Affected users are encouraged to test the fix and report feedback.
Comment 16 NISZ LibreOffice Team 2020-12-12 11:27:26 UTC
Created attachment 168096 [details]
Minimized example file

This example (2 pages in Word 2013, 8 in Writer) shows better what happens in this file:
- there is a first page with a huge top margin - originally 26 cm (I reduced this to 24 in my example), together with the bottom one leaving only a tiny space for the document body.
- the document body on this page contains only one line and a continuous section break
- the latter is imported incorrectly, making the huge top margin extend to the second page. Since this leaves very tiny space to display all the text on the second page, a lot of new pages are inserted in Writer.
- the page break at the end of the second page is imported correctly, after that it's mostly okay.

This is still a problem in:
Version: 7.2.0.0.alpha0+ (x64)
Build ID: 61d07657caab5e0fb8ec4446f67a7044e14dae4b
CPU threads: 4; OS: Windows 6.3 Build 9600; UI render: Skia/Raster; VCL: win
Locale: hu-HU (hu_HU); UI: en-US
Calc: CL
Comment 17 NISZ LibreOffice Team 2020-12-12 11:28:47 UTC
Created attachment 168097 [details]
Screenshot of the minimized document in Word and Writer

This looks like this since:

https://cgit.freedesktop.org/libreoffice/core/commit/?id=50bf96d31ab2eb546f6c71cc93c1fa5dd4bf3044

author	Justin Luth <justin_luth@sil.org>	2016-06-25 22:21:08 +0300
committer	Miklos Vajna <vmiklos@collabora.co.uk>	2016-06-29 07:35:54 +0000

tdf#90697 docx - don't change continuous break into page break
Comment 18 NISZ LibreOffice Team 2020-12-12 11:30:25 UTC
Adding CC to: Justin Luth
Comment 19 Justin L 2020-12-14 08:50:24 UTC
I think this document was intentionally designed to show off how incapable LO is of handling continuous breaks.
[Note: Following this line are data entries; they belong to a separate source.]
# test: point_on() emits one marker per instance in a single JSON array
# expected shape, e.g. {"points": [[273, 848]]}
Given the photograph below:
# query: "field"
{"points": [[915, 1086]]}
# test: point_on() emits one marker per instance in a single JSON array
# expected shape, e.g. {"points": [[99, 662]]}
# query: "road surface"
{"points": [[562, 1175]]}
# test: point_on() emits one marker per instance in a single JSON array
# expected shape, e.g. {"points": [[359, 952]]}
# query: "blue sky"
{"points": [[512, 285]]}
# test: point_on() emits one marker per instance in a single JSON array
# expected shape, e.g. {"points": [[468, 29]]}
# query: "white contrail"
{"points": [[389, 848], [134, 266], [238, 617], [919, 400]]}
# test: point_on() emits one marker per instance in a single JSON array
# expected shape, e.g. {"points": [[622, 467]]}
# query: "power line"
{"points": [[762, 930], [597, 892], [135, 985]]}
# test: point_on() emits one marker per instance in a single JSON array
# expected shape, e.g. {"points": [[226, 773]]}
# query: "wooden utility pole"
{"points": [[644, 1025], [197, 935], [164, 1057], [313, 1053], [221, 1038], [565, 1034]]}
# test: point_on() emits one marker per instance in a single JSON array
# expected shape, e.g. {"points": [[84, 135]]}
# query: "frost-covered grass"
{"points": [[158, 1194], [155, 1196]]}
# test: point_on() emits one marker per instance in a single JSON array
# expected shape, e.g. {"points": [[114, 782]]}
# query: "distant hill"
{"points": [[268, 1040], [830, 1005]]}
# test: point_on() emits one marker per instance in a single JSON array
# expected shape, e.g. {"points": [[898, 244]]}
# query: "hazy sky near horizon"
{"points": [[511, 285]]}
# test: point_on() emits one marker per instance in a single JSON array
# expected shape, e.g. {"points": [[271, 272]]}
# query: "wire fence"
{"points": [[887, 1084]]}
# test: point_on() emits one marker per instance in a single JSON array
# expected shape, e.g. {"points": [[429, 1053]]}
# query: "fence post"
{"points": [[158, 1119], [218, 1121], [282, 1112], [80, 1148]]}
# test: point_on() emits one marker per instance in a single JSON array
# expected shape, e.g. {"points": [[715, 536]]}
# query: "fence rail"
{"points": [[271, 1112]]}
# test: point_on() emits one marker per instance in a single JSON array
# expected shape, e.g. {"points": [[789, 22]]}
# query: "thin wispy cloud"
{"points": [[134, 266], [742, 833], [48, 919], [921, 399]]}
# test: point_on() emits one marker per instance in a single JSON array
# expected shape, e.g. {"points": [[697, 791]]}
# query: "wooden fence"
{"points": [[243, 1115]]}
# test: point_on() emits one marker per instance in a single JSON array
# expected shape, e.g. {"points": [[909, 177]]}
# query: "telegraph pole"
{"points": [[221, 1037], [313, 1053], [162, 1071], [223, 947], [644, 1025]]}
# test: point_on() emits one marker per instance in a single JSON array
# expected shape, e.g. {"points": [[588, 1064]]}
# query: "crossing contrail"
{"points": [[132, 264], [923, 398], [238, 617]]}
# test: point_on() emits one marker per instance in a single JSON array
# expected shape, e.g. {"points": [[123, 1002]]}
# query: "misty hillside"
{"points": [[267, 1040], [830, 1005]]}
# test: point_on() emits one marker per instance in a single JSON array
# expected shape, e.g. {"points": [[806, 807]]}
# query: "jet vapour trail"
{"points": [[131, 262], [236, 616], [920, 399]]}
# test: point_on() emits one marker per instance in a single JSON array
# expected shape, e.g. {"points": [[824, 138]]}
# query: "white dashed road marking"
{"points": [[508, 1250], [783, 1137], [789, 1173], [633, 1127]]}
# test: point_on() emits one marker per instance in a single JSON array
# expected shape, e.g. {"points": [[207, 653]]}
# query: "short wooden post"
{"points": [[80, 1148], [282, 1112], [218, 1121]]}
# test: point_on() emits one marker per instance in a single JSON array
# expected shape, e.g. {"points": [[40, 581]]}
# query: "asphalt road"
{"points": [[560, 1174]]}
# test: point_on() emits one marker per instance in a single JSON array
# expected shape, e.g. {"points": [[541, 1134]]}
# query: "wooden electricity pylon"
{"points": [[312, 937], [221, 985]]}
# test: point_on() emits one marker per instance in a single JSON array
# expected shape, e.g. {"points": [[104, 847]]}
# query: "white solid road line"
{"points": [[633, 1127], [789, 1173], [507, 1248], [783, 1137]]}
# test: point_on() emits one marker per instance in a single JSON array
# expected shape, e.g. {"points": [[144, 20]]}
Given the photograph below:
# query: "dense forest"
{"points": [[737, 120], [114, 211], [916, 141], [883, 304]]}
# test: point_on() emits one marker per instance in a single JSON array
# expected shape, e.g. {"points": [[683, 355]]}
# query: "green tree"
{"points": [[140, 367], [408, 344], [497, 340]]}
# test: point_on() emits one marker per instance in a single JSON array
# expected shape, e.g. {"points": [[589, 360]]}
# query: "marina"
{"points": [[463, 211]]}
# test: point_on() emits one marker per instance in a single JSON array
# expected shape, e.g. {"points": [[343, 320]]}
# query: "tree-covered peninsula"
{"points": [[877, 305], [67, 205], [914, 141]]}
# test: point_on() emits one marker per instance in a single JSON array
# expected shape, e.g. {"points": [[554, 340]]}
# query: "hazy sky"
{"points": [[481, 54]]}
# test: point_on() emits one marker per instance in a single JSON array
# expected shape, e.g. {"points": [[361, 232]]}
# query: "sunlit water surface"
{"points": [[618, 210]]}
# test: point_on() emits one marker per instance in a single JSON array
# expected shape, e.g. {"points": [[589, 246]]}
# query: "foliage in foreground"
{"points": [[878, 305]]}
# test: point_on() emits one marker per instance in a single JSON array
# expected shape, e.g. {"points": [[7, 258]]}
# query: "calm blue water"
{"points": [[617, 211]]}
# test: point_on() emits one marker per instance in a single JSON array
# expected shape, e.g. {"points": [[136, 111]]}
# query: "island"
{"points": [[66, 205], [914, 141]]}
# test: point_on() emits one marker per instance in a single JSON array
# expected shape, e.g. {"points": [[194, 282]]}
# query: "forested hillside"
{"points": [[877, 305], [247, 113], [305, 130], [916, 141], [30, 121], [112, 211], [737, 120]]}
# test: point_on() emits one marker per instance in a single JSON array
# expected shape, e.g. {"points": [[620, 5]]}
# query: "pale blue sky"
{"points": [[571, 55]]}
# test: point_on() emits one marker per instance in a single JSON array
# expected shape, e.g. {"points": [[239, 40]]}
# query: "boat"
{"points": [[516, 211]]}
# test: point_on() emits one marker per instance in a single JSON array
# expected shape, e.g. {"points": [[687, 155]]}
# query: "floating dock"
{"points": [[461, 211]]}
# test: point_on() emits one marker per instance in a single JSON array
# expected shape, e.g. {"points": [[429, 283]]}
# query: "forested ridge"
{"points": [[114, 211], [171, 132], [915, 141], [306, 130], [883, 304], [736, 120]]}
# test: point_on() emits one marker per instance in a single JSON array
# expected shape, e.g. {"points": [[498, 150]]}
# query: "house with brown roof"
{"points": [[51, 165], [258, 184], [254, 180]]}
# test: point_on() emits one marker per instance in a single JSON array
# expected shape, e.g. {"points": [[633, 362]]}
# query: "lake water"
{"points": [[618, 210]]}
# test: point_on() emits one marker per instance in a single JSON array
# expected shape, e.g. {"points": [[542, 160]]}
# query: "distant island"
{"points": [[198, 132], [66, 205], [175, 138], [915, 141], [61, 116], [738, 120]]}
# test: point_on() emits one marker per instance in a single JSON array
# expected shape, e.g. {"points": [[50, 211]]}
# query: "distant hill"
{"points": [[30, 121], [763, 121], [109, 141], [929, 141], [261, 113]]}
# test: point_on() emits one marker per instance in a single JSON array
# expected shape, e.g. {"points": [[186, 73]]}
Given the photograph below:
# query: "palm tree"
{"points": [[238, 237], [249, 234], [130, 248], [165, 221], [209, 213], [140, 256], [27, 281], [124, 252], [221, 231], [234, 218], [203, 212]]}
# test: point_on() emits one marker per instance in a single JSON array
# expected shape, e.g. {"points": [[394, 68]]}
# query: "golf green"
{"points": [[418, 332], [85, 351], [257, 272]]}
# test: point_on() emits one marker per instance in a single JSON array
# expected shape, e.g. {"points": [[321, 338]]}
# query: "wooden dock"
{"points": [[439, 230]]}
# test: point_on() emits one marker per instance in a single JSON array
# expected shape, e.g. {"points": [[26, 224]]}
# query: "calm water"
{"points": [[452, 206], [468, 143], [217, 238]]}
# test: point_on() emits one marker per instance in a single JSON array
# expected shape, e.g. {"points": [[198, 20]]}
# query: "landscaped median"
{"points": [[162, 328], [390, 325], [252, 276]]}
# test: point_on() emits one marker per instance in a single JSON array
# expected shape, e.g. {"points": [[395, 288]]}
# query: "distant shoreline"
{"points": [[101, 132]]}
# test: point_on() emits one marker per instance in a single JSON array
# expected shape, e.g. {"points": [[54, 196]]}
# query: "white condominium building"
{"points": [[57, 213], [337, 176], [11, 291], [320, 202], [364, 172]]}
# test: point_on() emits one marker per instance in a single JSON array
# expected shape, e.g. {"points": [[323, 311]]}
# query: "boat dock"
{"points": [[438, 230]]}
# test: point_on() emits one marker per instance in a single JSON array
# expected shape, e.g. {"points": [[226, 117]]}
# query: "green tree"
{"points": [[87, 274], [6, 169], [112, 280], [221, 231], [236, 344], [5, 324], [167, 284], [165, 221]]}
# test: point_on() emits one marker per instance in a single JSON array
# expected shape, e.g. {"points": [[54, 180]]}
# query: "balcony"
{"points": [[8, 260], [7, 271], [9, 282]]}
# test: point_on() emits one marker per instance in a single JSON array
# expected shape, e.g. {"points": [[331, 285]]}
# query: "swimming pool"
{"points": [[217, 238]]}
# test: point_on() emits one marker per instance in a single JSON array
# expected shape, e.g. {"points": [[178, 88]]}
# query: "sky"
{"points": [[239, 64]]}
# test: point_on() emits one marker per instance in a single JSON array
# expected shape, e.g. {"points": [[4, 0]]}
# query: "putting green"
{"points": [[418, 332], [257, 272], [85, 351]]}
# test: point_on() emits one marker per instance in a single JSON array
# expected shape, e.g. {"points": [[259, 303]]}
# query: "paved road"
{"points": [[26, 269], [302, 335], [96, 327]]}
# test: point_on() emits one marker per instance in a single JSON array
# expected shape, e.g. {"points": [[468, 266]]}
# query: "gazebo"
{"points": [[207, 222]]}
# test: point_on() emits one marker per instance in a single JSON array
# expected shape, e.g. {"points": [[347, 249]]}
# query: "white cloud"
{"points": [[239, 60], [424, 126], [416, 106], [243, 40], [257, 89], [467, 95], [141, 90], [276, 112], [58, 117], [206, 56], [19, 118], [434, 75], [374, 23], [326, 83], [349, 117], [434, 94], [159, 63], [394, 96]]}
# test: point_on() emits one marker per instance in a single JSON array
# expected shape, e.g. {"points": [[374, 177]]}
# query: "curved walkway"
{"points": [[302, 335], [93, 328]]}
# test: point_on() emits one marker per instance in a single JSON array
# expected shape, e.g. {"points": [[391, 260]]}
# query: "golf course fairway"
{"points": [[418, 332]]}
The first page (which is completely empty) defines a massive top margin. Then it does NOT do a Section Page-break, but just a continuous break with not enough space for the next heading/paragraph orphan - which forces it to start on the second page. How awful of a design is that.

So, there is NO WAY for LibreOffice to know when the new page style should be applied. It is just "whenever a new page starts", and LO has no corresponding thing for that.

As a human, it is easy for us to say - well this is a continuous section on the first paragraph, so we could make it a first/follow pair. But what happens if the first paragraph is large enough to cover multiple pages?  Or what if there are multiple continuous breaks on the first page? That would break any "emulation" in the extremer cases. Of course, we could argue to emulate for the more common cases, so perhaps we could improve some more common documents at the expense of breaking more extreme examples.  (Although I would hate to classify this document as a common document...)

So, I would say the proper fix for this document is for the author to replace the continuous section break with a section-pagebreak.  (And that is the solution for pretty much every use of continuous section breaks.)

*** This bug has been marked as a duplicate of bug 89297 ***
Comment 20 Commit Notification 2021-06-22 11:07:57 UTC
Caolán McNamara committed a patch related to this issue.
It has been pushed to "master":

https://git.libreoffice.org/core/commit/c5d984b840db595796051bc2bf37d1c2179157e3

crashtesting: assert on export of tdf105134-1.docx to odt

It will be available in 7.3.0.

The patch should be included in the daily builds available at
https://dev-builds.libreoffice.org/daily/ in the next 24-48 hours. More
information about daily builds can be found at:
https://wiki.documentfoundation.org/Testing_Daily_Builds

Affected users are encouraged to test the fix and report feedback.
Comment 21 Commit Notification 2021-06-22 15:02:29 UTC
Caolán McNamara committed a patch related to this issue.
It has been pushed to "libreoffice-7-2":

https://git.libreoffice.org/core/commit/25d253d3bf9ad822a967e7d78caed70a6ce6544c

crashtesting: assert on export of tdf105134-1.docx to odt

It will be available in 7.2.0.0.beta2.

The patch should be included in the daily builds available at
https://dev-builds.libreoffice.org/daily/ in the next 24-48 hours. More
information about daily builds can be found at:
https://wiki.documentfoundation.org/Testing_Daily_Builds

Affected users are encouraged to test the fix and report feedback.